All of lore.kernel.org
 help / color / mirror / Atom feed
* [PATCH v2] timers: Use only bucket expiry for base->next_expiry value
@ 2020-07-14  7:29 Anna-Maria Behnsen
  2020-07-15 12:40 ` Frederic Weisbecker
  2020-07-15 22:16 ` [PATCH] timer: Preserve higher bits of expiration on index calculation Frederic Weisbecker
  0 siblings, 2 replies; 4+ messages in thread
From: Anna-Maria Behnsen @ 2020-07-14  7:29 UTC (permalink / raw)
  To: linux-kernel
  Cc: Anna-Maria Behnsen, Frederic Weisbecker, Peter Zijlstra,
	Juri Lelli, Thomas Gleixner

The bucket expiry time is the effective expriy time of timers and is
greater than or equal to the requested timer expiry time. This is due
to the guarantee that timers never expire early and the reduced expiry
granularity in the secondary wheel levels.

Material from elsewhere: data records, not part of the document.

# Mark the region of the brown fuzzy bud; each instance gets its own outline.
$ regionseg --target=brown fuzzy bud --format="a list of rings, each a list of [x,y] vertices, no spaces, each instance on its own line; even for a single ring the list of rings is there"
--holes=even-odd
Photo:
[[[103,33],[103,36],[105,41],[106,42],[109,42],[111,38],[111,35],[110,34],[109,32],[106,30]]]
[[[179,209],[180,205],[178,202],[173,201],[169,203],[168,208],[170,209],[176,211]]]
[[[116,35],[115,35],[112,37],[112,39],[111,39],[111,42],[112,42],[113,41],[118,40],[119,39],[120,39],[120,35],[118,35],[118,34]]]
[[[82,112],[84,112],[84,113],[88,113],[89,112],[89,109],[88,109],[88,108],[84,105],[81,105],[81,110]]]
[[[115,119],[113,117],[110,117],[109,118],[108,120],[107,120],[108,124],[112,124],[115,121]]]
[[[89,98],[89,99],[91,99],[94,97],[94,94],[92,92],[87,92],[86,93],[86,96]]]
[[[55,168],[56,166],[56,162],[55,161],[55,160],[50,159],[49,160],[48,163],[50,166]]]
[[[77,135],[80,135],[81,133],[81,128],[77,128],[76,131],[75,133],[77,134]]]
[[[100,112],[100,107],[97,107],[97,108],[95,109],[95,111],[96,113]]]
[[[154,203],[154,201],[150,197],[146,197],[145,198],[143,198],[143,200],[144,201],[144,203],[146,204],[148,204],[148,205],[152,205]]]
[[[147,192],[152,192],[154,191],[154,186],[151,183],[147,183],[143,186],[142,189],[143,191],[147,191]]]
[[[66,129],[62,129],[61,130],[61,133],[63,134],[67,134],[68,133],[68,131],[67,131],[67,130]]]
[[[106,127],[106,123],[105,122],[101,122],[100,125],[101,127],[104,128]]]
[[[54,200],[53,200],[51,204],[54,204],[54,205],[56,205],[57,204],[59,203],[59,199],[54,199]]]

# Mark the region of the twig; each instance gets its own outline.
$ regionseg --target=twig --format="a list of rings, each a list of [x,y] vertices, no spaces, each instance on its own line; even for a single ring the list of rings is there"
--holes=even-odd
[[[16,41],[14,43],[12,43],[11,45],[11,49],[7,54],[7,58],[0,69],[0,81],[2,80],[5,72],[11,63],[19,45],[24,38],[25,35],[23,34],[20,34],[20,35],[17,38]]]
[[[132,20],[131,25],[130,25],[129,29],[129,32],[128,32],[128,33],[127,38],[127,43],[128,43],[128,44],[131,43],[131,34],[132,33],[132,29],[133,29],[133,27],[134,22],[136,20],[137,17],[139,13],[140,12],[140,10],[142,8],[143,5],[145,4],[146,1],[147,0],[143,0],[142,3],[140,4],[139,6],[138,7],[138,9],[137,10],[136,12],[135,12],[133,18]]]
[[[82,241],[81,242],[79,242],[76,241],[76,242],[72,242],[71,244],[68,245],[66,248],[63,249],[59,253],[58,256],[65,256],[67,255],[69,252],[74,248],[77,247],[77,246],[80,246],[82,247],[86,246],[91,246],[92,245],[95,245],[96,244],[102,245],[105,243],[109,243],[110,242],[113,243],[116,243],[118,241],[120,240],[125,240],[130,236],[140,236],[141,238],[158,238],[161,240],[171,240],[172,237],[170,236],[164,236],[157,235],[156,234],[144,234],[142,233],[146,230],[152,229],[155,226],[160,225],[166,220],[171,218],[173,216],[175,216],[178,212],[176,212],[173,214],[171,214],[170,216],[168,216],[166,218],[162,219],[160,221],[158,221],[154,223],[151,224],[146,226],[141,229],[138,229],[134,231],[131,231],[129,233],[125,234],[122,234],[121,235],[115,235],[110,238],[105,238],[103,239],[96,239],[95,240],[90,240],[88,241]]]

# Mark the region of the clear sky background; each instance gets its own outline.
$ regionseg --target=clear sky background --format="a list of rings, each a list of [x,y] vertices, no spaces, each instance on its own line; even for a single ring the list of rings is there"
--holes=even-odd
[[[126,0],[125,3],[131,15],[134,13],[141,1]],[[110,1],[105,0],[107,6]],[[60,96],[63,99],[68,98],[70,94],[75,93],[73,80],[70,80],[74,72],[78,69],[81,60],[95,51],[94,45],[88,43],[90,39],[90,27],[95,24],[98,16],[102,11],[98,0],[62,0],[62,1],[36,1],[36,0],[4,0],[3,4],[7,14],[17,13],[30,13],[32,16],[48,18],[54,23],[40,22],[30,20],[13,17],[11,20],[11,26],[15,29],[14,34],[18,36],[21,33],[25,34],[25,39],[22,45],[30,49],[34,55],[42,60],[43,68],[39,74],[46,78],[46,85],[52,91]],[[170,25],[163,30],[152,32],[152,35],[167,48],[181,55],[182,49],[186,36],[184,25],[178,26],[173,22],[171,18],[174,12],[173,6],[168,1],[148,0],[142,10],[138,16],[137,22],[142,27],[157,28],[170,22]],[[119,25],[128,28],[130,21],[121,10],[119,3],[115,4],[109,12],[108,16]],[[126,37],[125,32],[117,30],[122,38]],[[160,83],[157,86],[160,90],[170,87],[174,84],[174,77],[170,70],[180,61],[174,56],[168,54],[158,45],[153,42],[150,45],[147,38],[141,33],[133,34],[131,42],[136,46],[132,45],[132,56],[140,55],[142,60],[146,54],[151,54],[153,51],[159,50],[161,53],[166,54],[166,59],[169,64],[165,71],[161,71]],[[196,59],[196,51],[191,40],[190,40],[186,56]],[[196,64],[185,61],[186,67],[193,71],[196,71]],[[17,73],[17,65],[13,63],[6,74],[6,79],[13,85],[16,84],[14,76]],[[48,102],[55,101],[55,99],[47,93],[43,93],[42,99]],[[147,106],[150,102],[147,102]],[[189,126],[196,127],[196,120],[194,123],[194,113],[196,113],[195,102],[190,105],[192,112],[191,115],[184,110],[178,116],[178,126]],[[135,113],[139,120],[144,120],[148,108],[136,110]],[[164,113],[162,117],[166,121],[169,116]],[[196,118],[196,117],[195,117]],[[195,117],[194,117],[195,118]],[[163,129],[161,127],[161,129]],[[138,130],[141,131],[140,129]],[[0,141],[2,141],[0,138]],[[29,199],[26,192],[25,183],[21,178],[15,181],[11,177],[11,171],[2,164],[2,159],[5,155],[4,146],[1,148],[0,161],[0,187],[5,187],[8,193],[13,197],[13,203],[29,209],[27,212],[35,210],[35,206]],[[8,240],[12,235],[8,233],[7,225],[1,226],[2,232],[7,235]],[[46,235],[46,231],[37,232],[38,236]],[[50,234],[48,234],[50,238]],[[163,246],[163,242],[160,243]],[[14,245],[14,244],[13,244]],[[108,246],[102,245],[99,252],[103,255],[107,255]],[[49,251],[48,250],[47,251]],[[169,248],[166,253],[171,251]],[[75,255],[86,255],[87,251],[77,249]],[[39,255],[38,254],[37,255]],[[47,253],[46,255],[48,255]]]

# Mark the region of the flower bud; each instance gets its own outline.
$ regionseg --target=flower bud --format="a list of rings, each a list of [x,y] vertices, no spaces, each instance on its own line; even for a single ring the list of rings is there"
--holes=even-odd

When a timer is enqueued, trigger_dyntick_cpu() checks whether the
timer is the new first timer. This check compares next_expiry with
the requested timer expiry value and not with the effective expiry
value of the bucket into which the timer was queued.

Storing the requested timer expiry value in base->next_expiry can lead
to base->clk going backwards if the requested timer expiry value is
smaller than base->clk. Commit 30c66fc30ee7 ("timer: Prevent base->clk
from moving backward") worked around this by preventing the store when
timer->expiry is before base->clk, but did not fix the underlying
problem.

Use the expiry value of the bucket into which the timer is queued to
do the new first timer check. This fixes the base->clk going backward
problem.

The workaround of commit 30c66fc30ee7 ("timer: Prevent base->clk from
moving backward") in trigger_dyntick_cpu() is not longer necessary as the
timers bucket expiry is guaranteed to be greater than or equal base->clk.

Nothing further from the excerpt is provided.